Hello my lovely ladies and happy Wednesday! Hope you are staying warm after the massive snow dump a few days ago. I know I almost had retired my winter jackets and Uggs, good thing I didn’t because I would have been hauling them right back out.

So last night as I was sitting over at Bianca’s having my casual third margarita I got a text from my brother…. “I think Charlie is pulling a fast one on all of us.” I read it and my blood pressure rose, who is Charlie? A distant uncle? My dad’s accountant? Well turns out he was referring to Charlie Sheen and immediately I digressed back to my pre-text tequila drunk state at the first sight of reading the “S” in Sheen. It got me thinking though, is it? I mean he’s clearly out of his mind to some point, but is he egging on the media by saying these ridiculous things? I mean was it worth it to him to get fired from his sitcom, where he was the highest paid actor on television making a depressing 1.25 million per episode? That’s why I just think, no it wasn’t publicity stunt (pre him having a job) but now that he has nothing to lose. Yes, yes it is.

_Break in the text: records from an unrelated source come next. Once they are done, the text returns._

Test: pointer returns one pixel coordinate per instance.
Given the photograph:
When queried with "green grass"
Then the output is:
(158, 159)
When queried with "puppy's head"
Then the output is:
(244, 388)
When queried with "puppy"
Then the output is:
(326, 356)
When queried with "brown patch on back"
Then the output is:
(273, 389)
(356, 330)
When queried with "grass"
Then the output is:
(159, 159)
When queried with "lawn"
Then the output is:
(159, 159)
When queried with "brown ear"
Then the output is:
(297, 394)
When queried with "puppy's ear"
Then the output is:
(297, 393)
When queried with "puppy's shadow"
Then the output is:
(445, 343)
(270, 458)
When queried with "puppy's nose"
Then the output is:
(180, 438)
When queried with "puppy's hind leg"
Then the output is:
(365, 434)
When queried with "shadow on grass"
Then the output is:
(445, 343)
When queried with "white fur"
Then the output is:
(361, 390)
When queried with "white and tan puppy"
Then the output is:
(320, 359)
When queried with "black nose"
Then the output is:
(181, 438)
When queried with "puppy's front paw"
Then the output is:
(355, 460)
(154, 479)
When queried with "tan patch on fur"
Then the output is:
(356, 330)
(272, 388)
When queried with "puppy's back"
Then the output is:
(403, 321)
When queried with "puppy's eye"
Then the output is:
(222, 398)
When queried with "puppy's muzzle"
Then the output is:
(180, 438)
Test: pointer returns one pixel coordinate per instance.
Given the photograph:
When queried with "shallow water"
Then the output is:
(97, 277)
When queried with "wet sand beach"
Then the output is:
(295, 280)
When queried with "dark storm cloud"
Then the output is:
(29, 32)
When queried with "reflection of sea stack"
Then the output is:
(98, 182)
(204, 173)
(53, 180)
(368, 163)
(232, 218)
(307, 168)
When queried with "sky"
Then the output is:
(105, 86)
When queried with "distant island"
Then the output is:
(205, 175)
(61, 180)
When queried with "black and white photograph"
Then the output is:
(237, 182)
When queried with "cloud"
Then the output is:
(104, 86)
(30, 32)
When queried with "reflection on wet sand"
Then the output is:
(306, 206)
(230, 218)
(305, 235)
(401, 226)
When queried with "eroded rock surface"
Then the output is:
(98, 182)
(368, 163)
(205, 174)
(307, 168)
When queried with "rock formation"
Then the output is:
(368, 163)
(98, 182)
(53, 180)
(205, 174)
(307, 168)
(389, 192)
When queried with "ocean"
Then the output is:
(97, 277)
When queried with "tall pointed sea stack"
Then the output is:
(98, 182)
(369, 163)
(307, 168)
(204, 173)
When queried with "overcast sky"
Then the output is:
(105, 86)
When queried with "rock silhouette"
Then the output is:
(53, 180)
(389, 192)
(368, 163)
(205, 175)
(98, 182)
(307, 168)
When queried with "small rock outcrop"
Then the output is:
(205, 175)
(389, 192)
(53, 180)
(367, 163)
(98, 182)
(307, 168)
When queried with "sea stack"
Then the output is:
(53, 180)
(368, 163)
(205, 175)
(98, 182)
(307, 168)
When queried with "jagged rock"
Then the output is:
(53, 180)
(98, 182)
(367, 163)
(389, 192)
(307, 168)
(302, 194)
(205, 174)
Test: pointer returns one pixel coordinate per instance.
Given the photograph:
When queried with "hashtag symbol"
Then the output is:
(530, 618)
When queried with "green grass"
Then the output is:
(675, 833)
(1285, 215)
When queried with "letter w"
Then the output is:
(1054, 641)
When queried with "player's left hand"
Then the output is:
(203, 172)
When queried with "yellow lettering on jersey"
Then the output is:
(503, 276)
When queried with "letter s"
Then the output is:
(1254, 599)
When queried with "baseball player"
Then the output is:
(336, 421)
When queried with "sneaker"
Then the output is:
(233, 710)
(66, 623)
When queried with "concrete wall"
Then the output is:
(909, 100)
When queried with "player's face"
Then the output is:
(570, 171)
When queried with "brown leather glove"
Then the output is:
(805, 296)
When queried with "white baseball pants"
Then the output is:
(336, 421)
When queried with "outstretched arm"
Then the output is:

Case and point, he is hiring a social media intern, another story to stay in the headlines different angle – WAH-WAH (insert Debbie Downer). He is entertaining anyone who is communicating with him…what I would give to have his number. He is tweeting, talking to all and every type of media, addressing every Two and a Half Men rumor (i.e. Rob Lowe). The one Sheen news topic today I am a fan of is the unfollow Friday campaign and how to get him off the web (via CNN). Almost worst of all is the fact that I am here emailing you guys about it and know all of this is going on. Damn media. Won’t the media universe just ban him like E! did to Speidi?

But really, everyone knows no one who goes in this deep comes out on top. Brit Brit is still recovering from her breakdown from 2007. Whitney Houston? Nope. Lindsey? Never. Me, Bailey? Well that’s a special circumstance…only kidding. The only intervention I may need is from the gossip blogs, People.com and the weeklies.